In the last couple of weeks, I've heard jazz friends talking about 'woodshedding.' It's jazz lingo for practicing. But it has a particular connotation that I'd like to highlight in this ezine.
Paul Klemperer, a Texas-based sax player and teacher, describes the woodshed as "the place where you work out the techniques that form the foundation of your improvisational ability." He then expands on the dynamic:
The term woodshedding in jazz means more than just practicing. It is a recognition of the need to sequester oneself and dig into the hard mechanics of the music before you can come back and play with a group in public. There's something philosophical, almost religious, about the term. The musical treasures of jazz are not easily accessed. You have to dig deep into yourself, discipline yourself, become focused on the music and your instrument, before you can unlock the treasure chest.
At the same time, woodshedding is a process of demystifying the music. The amazing solo, the intricate bebop melody, the complex rhythmic pattern, can be learned, if one is patient. It is a humbling but necessary chore, like chopping wood before you can start the fire. The term woodshedding, like the term "axe" (slang for your musical instrument), evokes images of rural, rootsy beginnings. It is a reminder, conscious or not, of the deep roots jazz has in the blues, gospel, and the merging of African and European musical traditions under slavery.
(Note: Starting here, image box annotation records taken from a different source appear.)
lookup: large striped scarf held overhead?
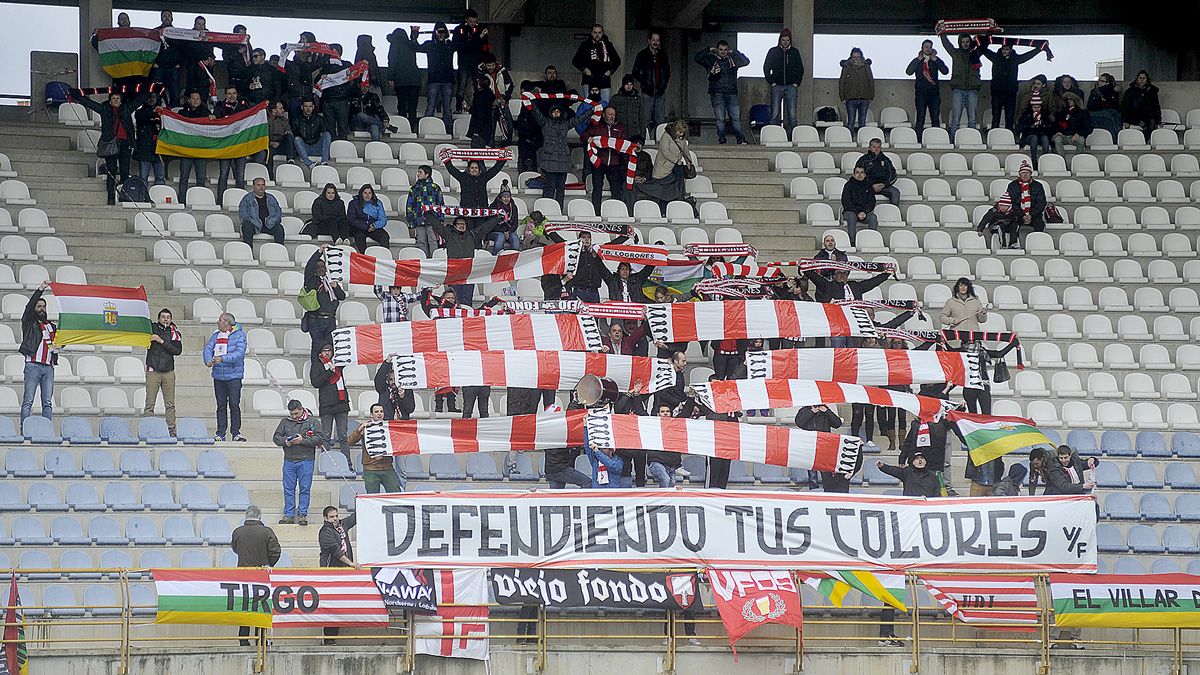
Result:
[746,347,983,388]
[325,241,581,288]
[691,380,958,422]
[392,350,676,394]
[646,300,877,342]
[334,313,601,365]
I found myself wondering, this month, what 'woodshedding' would look like for not-for-profit leaders. Remember, I think leadership is a matter of influence rather than position. You can energize your organization by generating a positive VIBE from any position.
Here are three aspects of the 'hard mechanics' of leadership that I think worthy of focused consideration and practice. Let's call them substance, sound, and space. They all relate to the 'hard mechanics' of convening conversations that will inspire, engage, and support your colleagues in collaborating for your common cause.
The substance of what you have to say
Jazz musicians pay attention, first and foremost, to the melody that they are playing. They are listening for or composing a story that taps into the depths of both human suffering and resilience. Their music combines a brutal realism about the challenging dynamics of human relationships with a robust resilience in overcoming the worst that life can throw at them. What they have to say in their stories is filled with affirmations of the dignity and worth of human beings. It is filled with hope for human beings. It is, quite simply and clearly, inspiring.
The words you compose in your conversations are rooted in a story as well. They express a set of assumptions that you hold about how the world works and how you are working in it. This story comes through in everything you say. If you have composed a positive story, appropriated it deeply enough to be true to it most times you speak (you'll never be perfect with this!), and trust in its benefit enough to invite others to join in the journey to a common good, then you will be a positive influence. Your substance will be inspiring.
So, practice your story line.
The sound of what you have to say
Jazz musicians 'shed' to hone their sound. They imitate to learn the 'hard mechanics' of their instrument, then appropriate and innovate with the voice that is uniquely theirs in the community of voices that is jazz. When they have gained confidence in their own sound as a contribution to the tradition of sounds that make up jazz, they innovate and take the tradition places it has never been before.
Leadership influence rides on the sound of our voices. I suspect most leaders don't pay a lot of attention to that. But our ears are finely tuned to the attitudes behind the sounds. If our voices are harsh, domineering, or dismissive, they will push people away and encourage them to underfunction in the enterprise. If our voices are calm, curious and appreciative, they will invite people into the enterprise and engage their passions and gifts in serving the common good.
So, hone your tone.
The space to 'shed'
Woodsheds are usually out back, distant from other buildings. They are places you can be alone, make mistakes (lots of them), learn from them, and fine-tune the substance and sound that will enable you to use your voice to generate a valuable vibe in all your conversations.
This may seem a bit weird, but I think the bathroom can be such a 'shed.' It's private. There's a mirror to reflect what you are doing. Being small, the acoustics help you hear your voice clearly. While you are 'shedding,' wherever your private place may be, pay particular attention to how your voice is striking your instincts, your emotions, and your intellect. It's the integration of all those dimensions of our awareness that creates a positive connection.
Wherever your shed is, appreciate this safe space to patiently practice 'the hard mechanics' of your leadership voice, honing the values that its vibe can create.
"A humbling but necessary chore"
I love this phrase in Klemperer's description of the woodshed. None of us likes to be humbled, but it is a crucial step in the continual improvement in leadership that our organizations deserve.
So, find your shed and start practicing your conversations.